Business & Tech

Irene Fallout Lingers for Farmers and Local Markets

Fundraiser set for Sunday to help area farmers still recovering.

If you live in a home in Bronxville or Bedford or perhaps Irvington or Rye, Tropical Storm Irene left behind flooded basements, deluged roads and extended power outages, all of which are now hopefully — ifpainfully and expensively — resolved.
 
But for the region’s farmers, the fallout from Irene is still unfolding, whether a small family farm, commercial grower or those who supply our local farmers markets.

“This was the most devastating storm and the most devastating situation to impact us in the last 56 years,” Christopher Pawelski, a farmer in the state’s famed Black Dirt region in Florida, N.Y., recently told the New York Farm Bureau.

While he and other farmers work to secure more expansive aid from the federal government, there is much you can do to help.

Community Markets, which runs many local farmers markets, is highlighting the plight of their participating farmers hardest hit by Irene.

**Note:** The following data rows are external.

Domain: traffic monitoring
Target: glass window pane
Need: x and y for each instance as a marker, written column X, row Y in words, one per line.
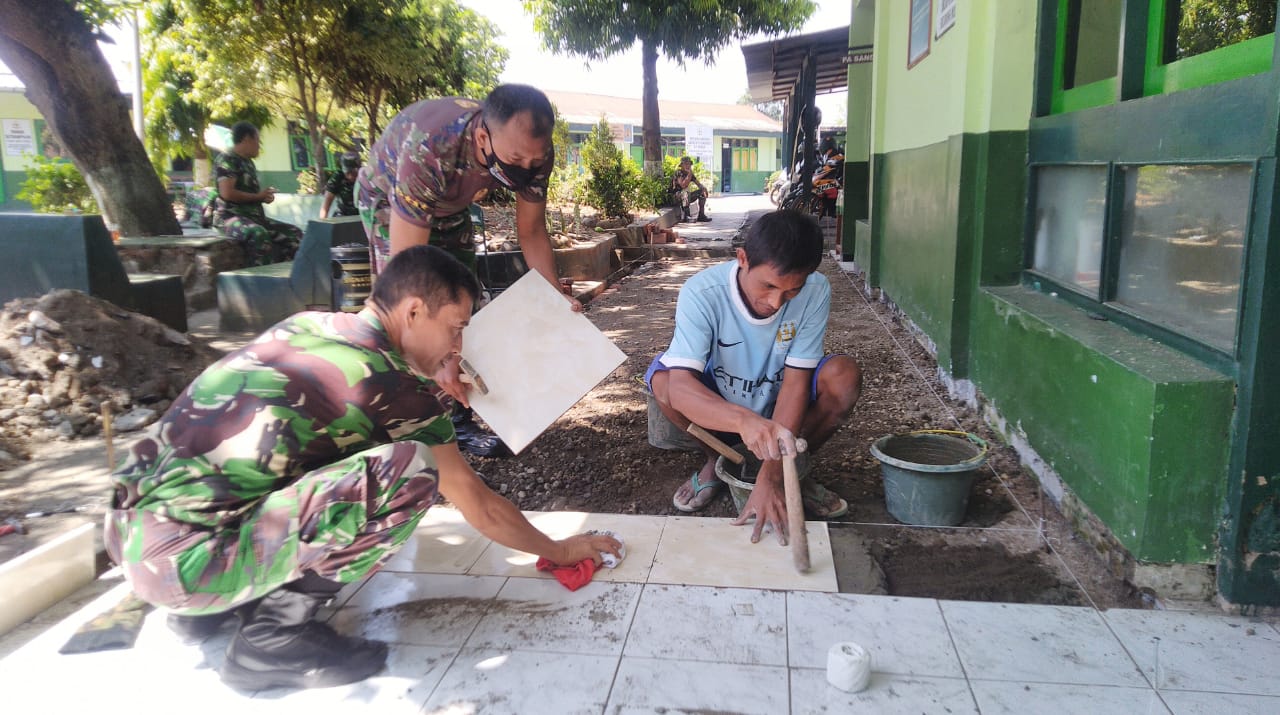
column 1093, row 41
column 1182, row 247
column 1070, row 207
column 1193, row 27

Fundraising efforts they are promoting include Dine Out Irene on Sunday Sept. 25 where participating New York City restaurants will donate up to 10% of sales to aid local farmers. The funds will go directly to GrowNYC and Just Food, which will distribute to area farms.

"We did have several farmers impacted,” said Frankie Rowland, marketing and advertising director at Community Markets. Most significantly, Rowland said, were J&A in Goshen, N.Y., “which lost all of their crops with Irene, replanted and lost them all again with (Tropical Storm) Lee and now has replanted again and hopes to return to the Pleasantville Farmers' Market sometime late in the season."

Also affected: Ernesto Acevedo of Acevdeo Farm from Middletown  who "willnot be able to return to the market at all this year," Rowland said. Bialis Farm in New Hampton, J. Glebocki Farm, R&G Produce in Goshen and Taliaferro Farm in New Paltz all suffered losses.

As bad as Irene was, for many farmers it was just the latest in a string of bad weather.

Irene came on the heels of a major hail storm in August that damaged apples and tomatoes in Rockland County, said Jan Davies of Dr. Davies Farm in Congers, home to 4,000 trees on 35 acres. They run two farm stand locations, one with apple picking at  306 Route 304 in Congers and the other on Route 9W in Congers. “The heat, wet summer and hail have been tough on the crops.”

It also didn’t help that farmers had most of their expenses in and were depending on the sales of crops to cover it all.

“It hit us all at the worst time,” Pawelski said in an interview.

The region's promising apple crop and steady apple prices, at least, seem to be one bright spot amid a sea of flooded below-ground crops andruined harvests.

"We kept the same prices,” Davies said. “For pick your own, we have kept our prices the same for three years.”

Irene toppled 150 trees at Stuart’s Farm in Granite Springs but they still have plenty of apples to pick from this season.

“We actually didn’t lose many apples off the trees, and we propped them back up with two-by-fours and rope,” said Betsy Stuart, a sixth-generation of the 200-acre farm in Somers, which has the oldest apple orchard in Westchester County.

August rains led to a bumper crop of apples for them, including Macintosh, Cortlands and Macouns available now for the picking.

Other crops did not fare as well—over half of their pumpkins rotted in fields, the zucchini was wiped out completely and plum tomatoes burst from drinking too much rain. But the Stuarts have sourced sugar pumpkins and jack-o-lanterns from other farms to provide customers with a large selection and increased prices by only 10 cents per pound.

“We know everyone is hurting and didn’t want to pass along the pain,” Stuart said.